Multiscale Hybrid Linear Models for Lossy Image Representation

In this paper, we introduce a simple and efficient representation for natural images. We view an image (in either the spatial domain or the wavelet domain) as a collection of vectors in a high-dimensional space. We then fit a piecewise linear model (i.e. a union of affine subspaces) to the vectors at each down-sampling scale. We call this a multi-scale hybrid linear model for the image. The model can be effectively estimated via a new algebraic method known as generalized principal component analysis (GPCA). The hybrid and hierarchical structure of this model allows us to effectively extract and exploit multi-modal correlations among the imagery data at different scales. It conceptually and computationally remedies limitations of many existing image representation methods that are based on either a fixed linear transformation (e.g. DCT, wavelets), or an adaptive uni-modal linear transformation (e.g. PCA), or a multi-modal model that uses only cluster means (e.g.

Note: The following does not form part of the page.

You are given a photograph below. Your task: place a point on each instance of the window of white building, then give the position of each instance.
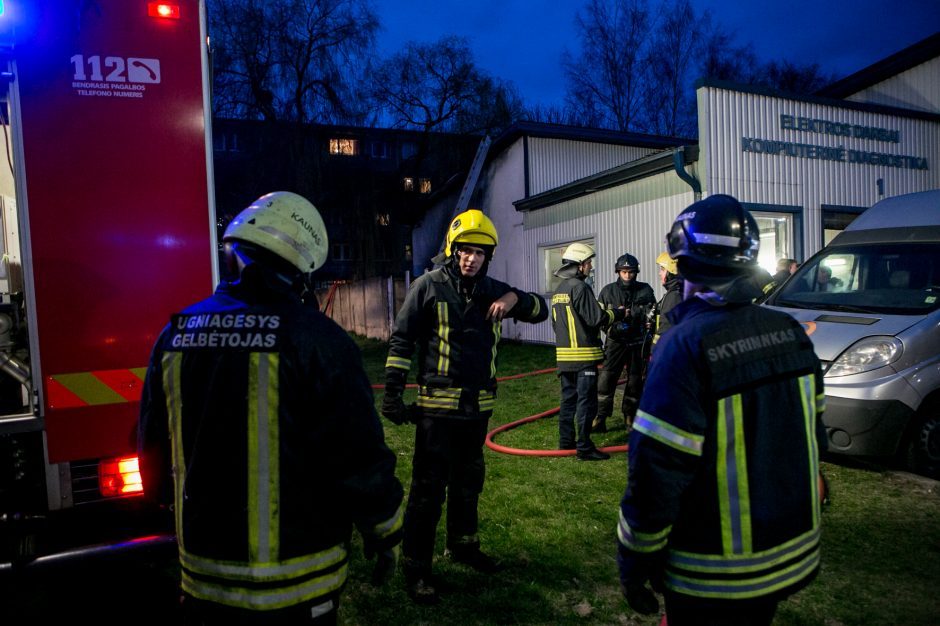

VQ). We will justify both quantitatively and experimentally why and how such a simple multi-scale hybrid model is able to reduce simultaneously the model complexity and computational cost. Despite a small overhead of the model, our careful and extensive experimental results show that this new model gives more compact representations for a wide variety of natural images under a wide range of signal-to-noise ratio than many  existing methods, including wavelets. We also briefly address how the same (hybrid linear) modelling paradigm can be extended to be potentially useful for other applications, such as image segmentation.